The findings support the natural-origin hypothesis, says a researcher who was not involved in either study and wishes to remain anonymous owing to the controversy surrounding COVID-origins work. The presence of many wild-animal species means that a viral spillover that resulted in the COVID-19 pandemic could have occurred, says the scientist. Some of those species, such as raccoon dogs, have the potential to transmit SARS-CoV-2 infections, the source adds. “The extent of circumstantial evidence [in the latest paper] is greater than one can find for the alternate hypothesis, which is that it leaked from a laboratory.”
COVID-origins study links raccoon dogs to Wuhan market: what scientists think
The study also offers clues about the role of the market in the pandemic’s origin. In the early weeks of the outbreak, two lineages of SARS-CoV-2 — dubbed A and B — were circulating. Initially, tests identified only lineage B at the market. This led some researchers to conclude that the market might have acted only as a site for an early ‘superspreader’ event, rather than as a site of an animal spillover, because lineage A is thought to be more ancestral.
But the China CDC’s preprint posted last year identified lineage A in one sample. “It’s the result that really made me shift, that made me really say, ‘Okay, it's very likely to come from the market’,” says Débarre. But she says that some questioned whether the result was real. The new analysis confirms the presence of lineage A, addressing those doubts, she says.
David Relman, a microbiologist at Stanford University in California, agrees with the authors’ assessment in the study that the market might have acted as an amplifier of SARS-CoV-2 transmission. “It’s just as possible that humans brought the virus into the market, as animals might have.”
Spurious findings
Alice Hughes, a conservation biologist at the University of Hong Kong has concerns about the quality of the analysis. In addition to genomic fragments from animals including raccoon dogs, Hughes says that the paper identifies genetic material from animals such as pandas, mole rats and chimpanzees. Given that killing a panda attracts the death sentence in China, “there is absolutely no way any trace of panda could possibly be in that market”, she says.

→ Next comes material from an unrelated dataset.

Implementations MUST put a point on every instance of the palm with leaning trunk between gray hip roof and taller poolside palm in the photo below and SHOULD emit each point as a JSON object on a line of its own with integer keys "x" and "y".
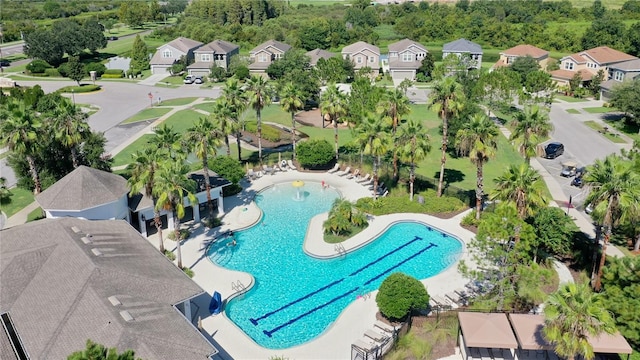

The strange results could be from laboratory contamination, or improper processing of the data that failed to weed out spurious species identifications, says Hughes. “We must be exceedingly careful with interpreting or putting too much faith in the paper.”
Débarre also questions aspects of the results. The China CDC authors used two genomic analysis methods, one that searches through all available genes and genomes, and another that zeroes in on specific sequences in the mitochondrial genome. The whole-genome method detected only a few raccoon-dog sequences in a sample that was full of raccoon-dog nucleic acids, according the Zenodo analysis and the China CDC’s mitochondrial genome analysis, says Débarre.

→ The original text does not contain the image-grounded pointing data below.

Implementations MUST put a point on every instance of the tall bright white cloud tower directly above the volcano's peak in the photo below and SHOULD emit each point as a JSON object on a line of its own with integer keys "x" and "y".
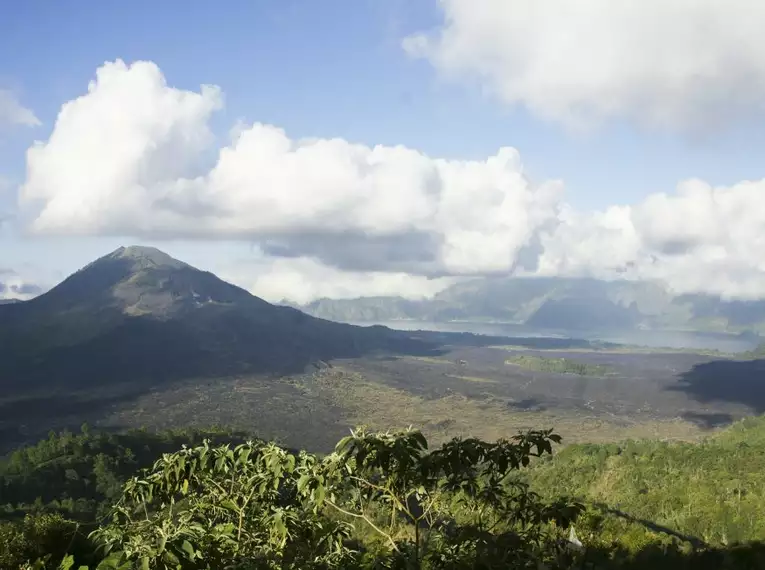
{"x": 110, "y": 149}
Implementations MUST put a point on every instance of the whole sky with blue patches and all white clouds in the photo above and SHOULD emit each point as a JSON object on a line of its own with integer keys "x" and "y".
{"x": 344, "y": 148}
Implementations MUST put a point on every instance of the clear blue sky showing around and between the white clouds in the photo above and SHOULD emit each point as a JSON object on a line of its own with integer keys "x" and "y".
{"x": 332, "y": 69}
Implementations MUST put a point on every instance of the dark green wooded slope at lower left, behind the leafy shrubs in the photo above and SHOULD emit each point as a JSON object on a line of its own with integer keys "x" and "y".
{"x": 54, "y": 493}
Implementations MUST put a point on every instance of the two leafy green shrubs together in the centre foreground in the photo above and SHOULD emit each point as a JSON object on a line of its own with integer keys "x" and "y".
{"x": 380, "y": 500}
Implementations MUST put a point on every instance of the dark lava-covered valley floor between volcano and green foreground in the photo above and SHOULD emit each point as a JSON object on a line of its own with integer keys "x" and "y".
{"x": 463, "y": 390}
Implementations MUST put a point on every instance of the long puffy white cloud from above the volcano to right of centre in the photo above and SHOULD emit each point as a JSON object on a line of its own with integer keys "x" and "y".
{"x": 120, "y": 161}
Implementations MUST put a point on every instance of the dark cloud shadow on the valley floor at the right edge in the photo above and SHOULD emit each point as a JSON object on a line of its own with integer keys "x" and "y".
{"x": 735, "y": 381}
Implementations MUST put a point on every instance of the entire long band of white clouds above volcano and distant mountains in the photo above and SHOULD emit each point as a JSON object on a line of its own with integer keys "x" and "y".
{"x": 127, "y": 159}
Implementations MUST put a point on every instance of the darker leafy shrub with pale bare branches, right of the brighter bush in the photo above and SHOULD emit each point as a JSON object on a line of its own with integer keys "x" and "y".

The data do not clearly point to a specific animal as an intermediate host that passed the virus onto humans. But the researcher who wished to remain anonymous says that the results again highlight some animals, including raccoon dogs, that can be studied for how well they transmit SARS-CoV-2.
Débarre says that further forensic analyses could reveal whether the animals whose DNA was in the swabs bears signs of immune-system activation, which could indicate active infection. That could help to address concerns that the presence of virus and animal DNA in the same sample does not necessarily indicate that the animal was infected.
Relman also doesn’t think that further analyses of the same data set can lead to significant answers about the virus’s origin. “What we really need are other kinds of data. Good verifiable data on the early clinical events in Wuhan.”